Suspected gangster linked to missing Ayotzinapa students to stand trial on drug charges

A suspected gang leader allegedly involved in the abduction and presumed murder of 43 teaching students in Guerrero in 2014 has been ordered to stand trial on organized crime charges not related to the students’ disappearance.

A federal judge on Thursday ruled that José Ángel “El Mochomo” Cassarrubias Salgado, presumed leader of the Guerreros Unidos gang, and his lawyer, Arturo Rodríguez García, must go on trial on drug trafficking charges.

Both men are being held in preventative custody in the Altiplano federal prison in México state.

The federal Attorney General’s Office (FGR) alleges that Rodríguez was also a member of the Guerreros Unidos gang, which is accused of abducting students from the Ayotzinapa Rural Teachers College on September 26, 2014 and killing them.

According to FGR investigations, the lawyer was involved in the transport of drugs, colluded with authorities and acted as a front man for the gang in the purchase and sale of properties.

Cassarrubias has been accused of ordering the murder of the 43 students, who were abducted after being stopped by police in Iguala, Guerrero, in a bus they had commandeered to travel to a protest march in Mexico City.

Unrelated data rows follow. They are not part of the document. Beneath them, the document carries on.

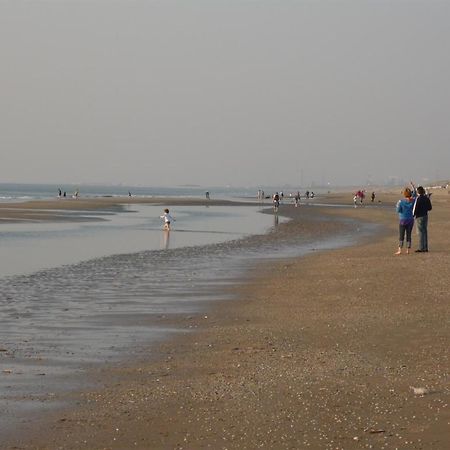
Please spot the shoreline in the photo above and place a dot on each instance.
(318, 351)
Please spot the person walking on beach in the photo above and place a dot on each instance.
(420, 212)
(404, 209)
(276, 201)
(167, 219)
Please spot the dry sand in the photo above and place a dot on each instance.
(318, 352)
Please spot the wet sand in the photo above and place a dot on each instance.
(318, 352)
(53, 209)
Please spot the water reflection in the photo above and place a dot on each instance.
(166, 239)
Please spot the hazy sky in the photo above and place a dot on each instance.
(218, 92)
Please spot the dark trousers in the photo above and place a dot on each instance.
(422, 231)
(402, 230)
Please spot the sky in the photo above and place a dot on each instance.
(224, 92)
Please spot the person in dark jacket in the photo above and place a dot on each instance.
(420, 211)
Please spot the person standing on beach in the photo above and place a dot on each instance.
(167, 219)
(276, 201)
(404, 209)
(420, 211)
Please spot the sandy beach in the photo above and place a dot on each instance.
(344, 349)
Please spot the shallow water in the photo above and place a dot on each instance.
(28, 247)
(58, 321)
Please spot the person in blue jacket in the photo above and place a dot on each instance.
(404, 209)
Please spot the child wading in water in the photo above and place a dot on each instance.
(167, 219)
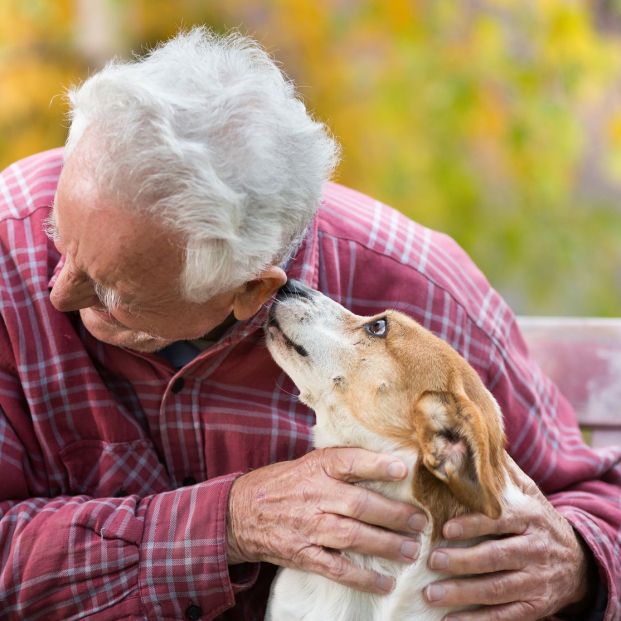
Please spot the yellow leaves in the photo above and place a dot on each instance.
(467, 116)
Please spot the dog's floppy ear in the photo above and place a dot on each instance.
(462, 448)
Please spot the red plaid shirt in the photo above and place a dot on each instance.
(115, 468)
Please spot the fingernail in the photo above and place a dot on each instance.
(385, 584)
(452, 531)
(417, 522)
(397, 470)
(438, 560)
(434, 592)
(410, 550)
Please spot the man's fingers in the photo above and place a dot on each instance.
(478, 525)
(483, 558)
(368, 506)
(346, 534)
(338, 568)
(355, 464)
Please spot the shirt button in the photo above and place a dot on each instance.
(193, 612)
(178, 385)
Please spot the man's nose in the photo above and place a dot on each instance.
(72, 291)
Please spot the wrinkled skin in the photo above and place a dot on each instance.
(288, 513)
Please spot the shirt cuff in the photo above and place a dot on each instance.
(582, 524)
(183, 555)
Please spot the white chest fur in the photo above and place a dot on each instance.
(302, 596)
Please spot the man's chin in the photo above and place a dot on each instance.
(106, 329)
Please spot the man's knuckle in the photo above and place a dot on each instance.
(350, 533)
(497, 557)
(357, 504)
(339, 567)
(539, 548)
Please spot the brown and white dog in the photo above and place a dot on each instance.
(387, 384)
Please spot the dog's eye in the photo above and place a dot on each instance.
(377, 327)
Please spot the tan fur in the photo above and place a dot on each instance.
(405, 392)
(452, 422)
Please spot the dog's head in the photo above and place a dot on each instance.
(386, 383)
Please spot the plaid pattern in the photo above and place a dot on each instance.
(115, 467)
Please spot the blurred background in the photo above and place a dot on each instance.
(496, 121)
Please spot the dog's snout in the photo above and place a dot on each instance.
(294, 288)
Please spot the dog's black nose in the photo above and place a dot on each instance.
(294, 288)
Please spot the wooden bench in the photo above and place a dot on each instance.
(583, 357)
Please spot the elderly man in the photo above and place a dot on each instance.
(154, 461)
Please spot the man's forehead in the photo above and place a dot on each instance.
(110, 243)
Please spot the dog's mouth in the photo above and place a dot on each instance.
(272, 323)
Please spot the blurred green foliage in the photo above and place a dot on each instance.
(498, 122)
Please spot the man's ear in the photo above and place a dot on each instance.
(252, 295)
(463, 449)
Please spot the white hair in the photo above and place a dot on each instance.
(206, 133)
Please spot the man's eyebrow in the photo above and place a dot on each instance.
(50, 226)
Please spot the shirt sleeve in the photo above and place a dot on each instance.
(582, 483)
(162, 556)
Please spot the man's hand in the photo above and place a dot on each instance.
(535, 568)
(302, 513)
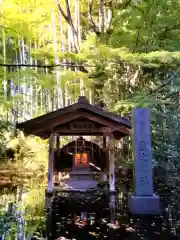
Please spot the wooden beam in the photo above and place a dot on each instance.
(51, 124)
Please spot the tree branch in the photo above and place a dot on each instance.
(95, 28)
(68, 19)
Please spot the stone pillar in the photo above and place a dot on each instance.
(143, 201)
(50, 163)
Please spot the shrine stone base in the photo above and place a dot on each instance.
(144, 204)
(81, 180)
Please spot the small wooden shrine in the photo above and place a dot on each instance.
(79, 119)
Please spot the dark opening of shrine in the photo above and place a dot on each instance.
(80, 149)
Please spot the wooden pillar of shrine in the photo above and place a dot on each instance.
(50, 163)
(106, 159)
(111, 165)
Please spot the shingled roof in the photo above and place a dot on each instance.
(81, 105)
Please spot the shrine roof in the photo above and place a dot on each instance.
(82, 105)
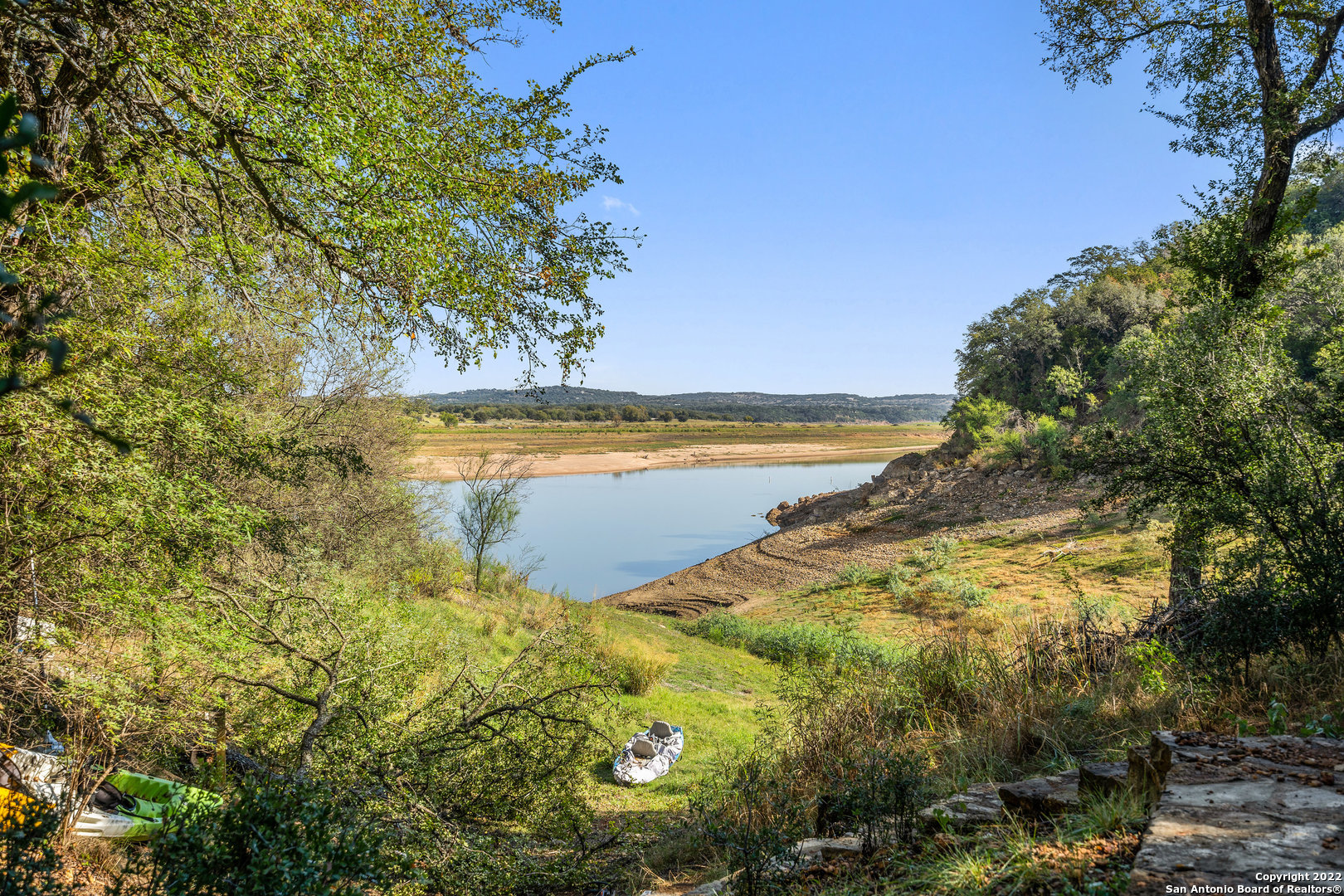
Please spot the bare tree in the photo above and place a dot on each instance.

He was arrested in June after almost six years on the run but released from the Altiplano prison on July 1 due to a lack of evidence. However, he was rearrested upon leaving the correctional facility.

The FGR alleged that El Mochomo’s mother paid multi-million-peso bribes to the presiding judge’s staff to secure her son’s release.

Rodríguez, who represented Cassarrubias at the July 1 hearing at which he was freed, allegedly acted as an intermediary in the arrangement.

Saturday will mark six years since the Ayotzinapa students went missing but the remains of only three of the young men have been found.

According to the  previous federal government’s “historical truth,” the students were intercepted by corrupt municipal police in Iguala and handed over to the Guerreros Unidos, whose members killed them, burned their bodies in a dump and scattered their ashes in a nearby river. The students were allegedly mistaken as members of a rival gang, Los Rojos.

Casarrubias, right, and his attorney have both been ordered to stand trial.
Casarrubias, right, and his attorney have both been ordered to stand trial.

The current government rejected its predecessor’s official version of events and launched a new investigation shortly after President López Obrador took office in late 2018.

While the government claims to have made progress, what really happened to the students remains unclear and no alleged perpetrators of the crimes have been convicted.

There are, however, a number of suspects in prison awaiting trial.

El Mochomo’s brother, Sidronio Cassarubias Salgado, is in custody as are former Iguala mayor José Luis Abarca, his wife María de los Ángeles Pineda Villa, former Iguala security director Felipe Flores Vázquez and former municipal police chief Francisco Salgado Valladares.

Sidronio Cassarubias was allegedly the top leader of Guerreros Unidos while the former mayor and his wife – once known as the Imperial Couple of Iguala – have been accused of being the masterminds of the students’ abduction.

It is unclear when the suspects in the case of the students’ abduction and presumed murder, including El Mochomo, will be brought before a court on those charges.

Many other suspects, including former police officers and alleged Guerreros Unidos members, have been released from prison due to a lack of evidence or because they were found to have been tortured during the interrogation process.

Alejandro Encinas, deputy interior minister for human rights, said a year ago that the release of 21 municipal police officers detained in connection with the disappearance of 43 students was a sign of the “wretchedness and rot” of Mexico’s justice system.

At the end of June, Attorney General Alejandro Gertz Manero said that authorities were seeking to arrest 46 municipal officials in Guerrero for the crimes of forced disappearance and organized crime in relation to the kidnapping of the students. It’s unclear how many of those officials have been detained.

Meanwhile, parents of the students continue to seek the truth about what happened to their sons and where their remains are today.

The parents and other relatives of the victims will march on Saturday from the Angel of Independence in Mexico City to the capital’s central square, the zócalo, where a rally will be held to call for justice.

On Thursday they protested outside the headquarters of the Federal Judicial Council, where they accused judges of acts of corruption in the case. Although the federal government has shown a willingness to get to the bottom of the mystery, a lawyer for the parents said, the Federal Judiciary has not been moving in the same direction.